A number of construction-industry trade organizations recently sent letters to OSHA Administrator David Michaels asking for a 90-day extension for submitting written comments on OSHA's proposed silica standard.
Members of the newly formed Construction Industry Safety Coalition also asked OSHA to push back all other dates in the rulemaking process – including the public hearing – to correspond with the requested deadline extension.
"The current timeframe for submitting written comments is insufficient, and a denial of our request will substantially impede ABC's ability to receive and process member feedback," Associated Builders and Contractors said in a letter to Michaels and other federal lawmakers. "This is of particular concern, given that the current comment period is already compressed by the Thanksgiving holiday."

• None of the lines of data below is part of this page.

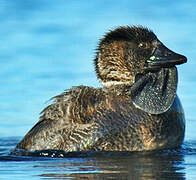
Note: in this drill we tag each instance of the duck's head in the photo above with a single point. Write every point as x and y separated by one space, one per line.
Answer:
133 56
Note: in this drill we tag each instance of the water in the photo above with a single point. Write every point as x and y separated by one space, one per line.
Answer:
48 46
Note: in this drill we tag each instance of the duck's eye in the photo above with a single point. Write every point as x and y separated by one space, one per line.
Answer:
141 45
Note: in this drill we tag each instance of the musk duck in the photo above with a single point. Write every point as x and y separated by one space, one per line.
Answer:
137 109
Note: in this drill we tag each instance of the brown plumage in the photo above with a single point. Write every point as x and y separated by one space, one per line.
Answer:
117 117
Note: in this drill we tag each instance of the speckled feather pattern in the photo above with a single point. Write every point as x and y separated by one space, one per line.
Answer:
85 118
105 119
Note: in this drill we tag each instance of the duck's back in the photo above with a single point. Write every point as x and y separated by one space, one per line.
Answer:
85 118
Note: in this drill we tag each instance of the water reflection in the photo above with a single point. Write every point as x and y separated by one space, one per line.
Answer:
131 166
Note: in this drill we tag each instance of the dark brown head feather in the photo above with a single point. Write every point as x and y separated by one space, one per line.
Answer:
135 34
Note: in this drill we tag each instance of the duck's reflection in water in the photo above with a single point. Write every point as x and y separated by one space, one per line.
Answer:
118 166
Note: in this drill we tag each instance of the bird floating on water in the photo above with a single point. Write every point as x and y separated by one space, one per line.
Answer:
137 108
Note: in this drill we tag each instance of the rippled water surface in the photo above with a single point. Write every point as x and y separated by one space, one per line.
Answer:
48 46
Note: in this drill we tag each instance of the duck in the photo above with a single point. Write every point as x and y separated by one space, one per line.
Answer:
135 109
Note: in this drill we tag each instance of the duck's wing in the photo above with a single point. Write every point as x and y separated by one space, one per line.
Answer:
66 124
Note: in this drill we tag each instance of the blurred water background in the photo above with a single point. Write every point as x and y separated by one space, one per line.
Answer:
48 46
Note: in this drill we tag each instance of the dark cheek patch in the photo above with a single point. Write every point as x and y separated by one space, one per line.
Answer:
154 92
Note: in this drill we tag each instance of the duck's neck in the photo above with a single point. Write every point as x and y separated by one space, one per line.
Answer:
119 90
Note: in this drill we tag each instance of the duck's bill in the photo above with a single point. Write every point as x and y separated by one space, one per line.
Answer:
164 58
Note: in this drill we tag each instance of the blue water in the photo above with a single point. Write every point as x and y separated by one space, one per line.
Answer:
48 46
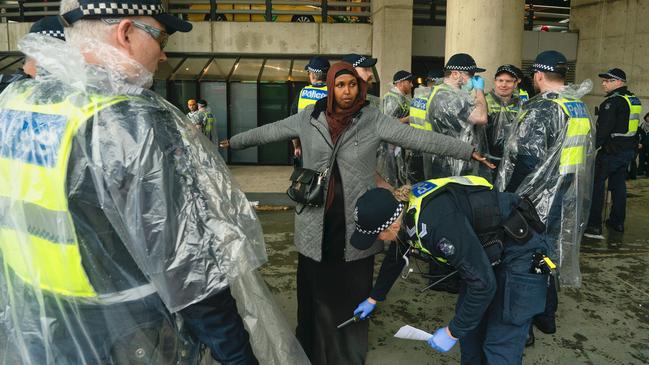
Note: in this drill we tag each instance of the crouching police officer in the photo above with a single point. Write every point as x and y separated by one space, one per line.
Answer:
489 237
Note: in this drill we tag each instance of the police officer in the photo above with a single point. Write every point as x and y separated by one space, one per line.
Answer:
490 237
391 160
49 26
207 120
109 200
317 70
364 67
617 126
452 111
549 157
503 104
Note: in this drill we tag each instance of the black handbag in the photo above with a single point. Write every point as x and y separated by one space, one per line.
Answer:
308 186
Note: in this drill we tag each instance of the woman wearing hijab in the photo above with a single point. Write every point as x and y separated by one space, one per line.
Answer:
332 276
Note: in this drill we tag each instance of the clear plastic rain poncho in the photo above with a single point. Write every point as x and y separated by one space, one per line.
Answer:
448 114
116 216
532 165
390 159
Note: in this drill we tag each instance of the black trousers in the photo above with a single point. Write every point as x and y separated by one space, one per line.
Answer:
327 294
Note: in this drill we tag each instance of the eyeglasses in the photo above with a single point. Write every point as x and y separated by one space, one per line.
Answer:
158 34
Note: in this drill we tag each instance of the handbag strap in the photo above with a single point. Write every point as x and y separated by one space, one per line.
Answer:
327 171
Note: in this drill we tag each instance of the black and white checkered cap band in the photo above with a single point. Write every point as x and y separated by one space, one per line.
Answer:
53 33
461 68
385 225
403 79
121 9
359 61
539 66
615 77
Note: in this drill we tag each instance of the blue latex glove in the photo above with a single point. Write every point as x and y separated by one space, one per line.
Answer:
364 309
478 82
441 341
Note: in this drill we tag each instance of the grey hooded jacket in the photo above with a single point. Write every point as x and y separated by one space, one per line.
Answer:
356 161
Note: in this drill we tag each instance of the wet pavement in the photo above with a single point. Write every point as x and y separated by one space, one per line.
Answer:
604 322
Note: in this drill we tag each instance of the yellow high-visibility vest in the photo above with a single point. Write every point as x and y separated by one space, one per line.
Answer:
419 108
523 95
494 106
44 252
309 95
635 109
423 191
573 151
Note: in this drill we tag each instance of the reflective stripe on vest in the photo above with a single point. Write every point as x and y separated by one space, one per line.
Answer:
405 108
420 109
309 95
209 122
635 109
425 189
573 151
45 253
494 106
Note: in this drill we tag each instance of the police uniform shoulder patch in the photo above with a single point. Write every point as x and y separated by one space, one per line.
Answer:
446 247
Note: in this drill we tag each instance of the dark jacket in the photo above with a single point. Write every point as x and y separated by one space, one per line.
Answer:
613 117
447 228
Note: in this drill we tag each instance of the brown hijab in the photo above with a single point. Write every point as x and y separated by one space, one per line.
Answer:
340 119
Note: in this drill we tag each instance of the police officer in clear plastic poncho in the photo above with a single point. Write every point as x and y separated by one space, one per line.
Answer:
122 239
549 157
451 110
391 160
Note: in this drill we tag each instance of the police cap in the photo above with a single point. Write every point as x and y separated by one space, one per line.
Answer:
462 62
376 211
359 61
317 64
98 9
49 25
510 69
614 73
550 61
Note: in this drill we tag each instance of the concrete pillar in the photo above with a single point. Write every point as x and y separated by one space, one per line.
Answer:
391 38
612 34
490 31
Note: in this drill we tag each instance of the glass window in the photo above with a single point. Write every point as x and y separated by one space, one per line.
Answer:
276 70
243 116
299 73
191 69
246 70
166 68
219 69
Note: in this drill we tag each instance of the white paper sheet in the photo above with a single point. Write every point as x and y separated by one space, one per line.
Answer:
411 333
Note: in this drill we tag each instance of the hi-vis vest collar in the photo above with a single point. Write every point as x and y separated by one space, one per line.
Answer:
423 192
635 110
419 108
494 106
310 94
37 235
573 151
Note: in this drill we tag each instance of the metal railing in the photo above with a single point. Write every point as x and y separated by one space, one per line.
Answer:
26 10
350 11
537 16
301 11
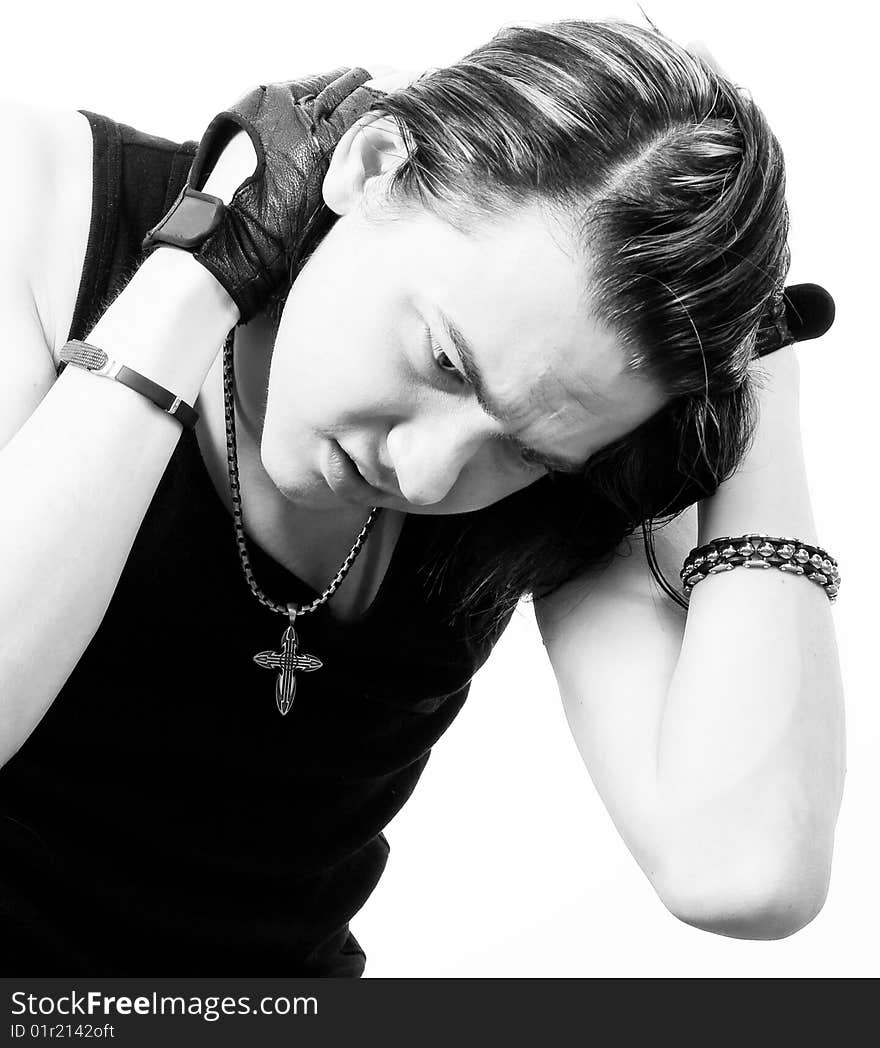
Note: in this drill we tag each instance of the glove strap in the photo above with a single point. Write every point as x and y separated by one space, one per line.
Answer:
192 218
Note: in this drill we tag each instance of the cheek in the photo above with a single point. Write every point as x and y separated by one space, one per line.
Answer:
484 483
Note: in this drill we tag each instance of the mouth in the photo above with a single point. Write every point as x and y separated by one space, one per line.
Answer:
345 477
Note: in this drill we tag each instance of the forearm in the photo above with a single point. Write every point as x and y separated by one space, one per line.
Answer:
80 474
750 754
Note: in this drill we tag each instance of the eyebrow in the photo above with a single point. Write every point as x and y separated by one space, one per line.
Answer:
471 372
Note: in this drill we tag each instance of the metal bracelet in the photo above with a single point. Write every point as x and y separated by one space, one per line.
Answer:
759 550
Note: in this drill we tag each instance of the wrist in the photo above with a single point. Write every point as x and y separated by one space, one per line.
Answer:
169 323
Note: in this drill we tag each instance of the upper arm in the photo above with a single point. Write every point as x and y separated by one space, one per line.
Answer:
613 638
28 211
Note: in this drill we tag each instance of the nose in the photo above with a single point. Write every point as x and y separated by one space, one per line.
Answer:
431 452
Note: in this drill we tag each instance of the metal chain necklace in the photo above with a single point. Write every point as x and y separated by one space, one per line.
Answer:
288 660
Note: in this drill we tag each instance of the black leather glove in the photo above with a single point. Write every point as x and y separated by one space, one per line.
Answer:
253 244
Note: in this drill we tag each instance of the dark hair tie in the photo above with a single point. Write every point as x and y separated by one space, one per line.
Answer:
796 313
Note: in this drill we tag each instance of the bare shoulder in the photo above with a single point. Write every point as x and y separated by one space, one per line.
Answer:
50 151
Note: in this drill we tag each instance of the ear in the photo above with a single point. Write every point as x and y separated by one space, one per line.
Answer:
371 149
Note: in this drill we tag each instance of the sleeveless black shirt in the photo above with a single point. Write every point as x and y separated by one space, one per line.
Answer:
163 817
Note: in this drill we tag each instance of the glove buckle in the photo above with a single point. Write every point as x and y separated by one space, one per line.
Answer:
192 218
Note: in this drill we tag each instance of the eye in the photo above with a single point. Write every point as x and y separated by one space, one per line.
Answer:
442 361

On Aug. 23, OSHA unveiled a proposed rule that would cut the permissible exposure limit in general industry, construction and shipyards to 50 micrograms of respirable crystalline silica per cubic meter of air.
The proposal was published in the Sept. 12 Federal Register, and comments are due Dec. 11.
In their letters, the construction trade groups asserted that "the underlying economic- and technological-feasibility analyses related to the proposed rule are so voluminous that simply reviewing the material alone will take the vast majority of the initial 90-day comment period," Associated Builders and Contractors noted in a news release.
"The letters argued that OSHA simply has not provided sufficient time for stakeholders to generate data that may be useful for the agency in analyzing the need for and the effects of the proposed rulemaking."
Associated Builders and Contractors asked OSHA to schedule separate hearings for construction and general industry "in order to elicit the most relevant feedback and facilitate the best discussions."
In addition to Associated Builders and Contractors, the coalition includes the Mechanical Contractors Association of America, the National Association of Home Builders, the International Council of Employers of Bricklayers and Allied Craftworkers, the National Roofing Contractors Association and other trade groups.
OSHA estimates that 2.2 million workers – most of them in construction – are exposed to silica dust on the job.
The agency says its proposed rule would save nearly 700 lives and prevent 1,600 new cases of silicosis per year.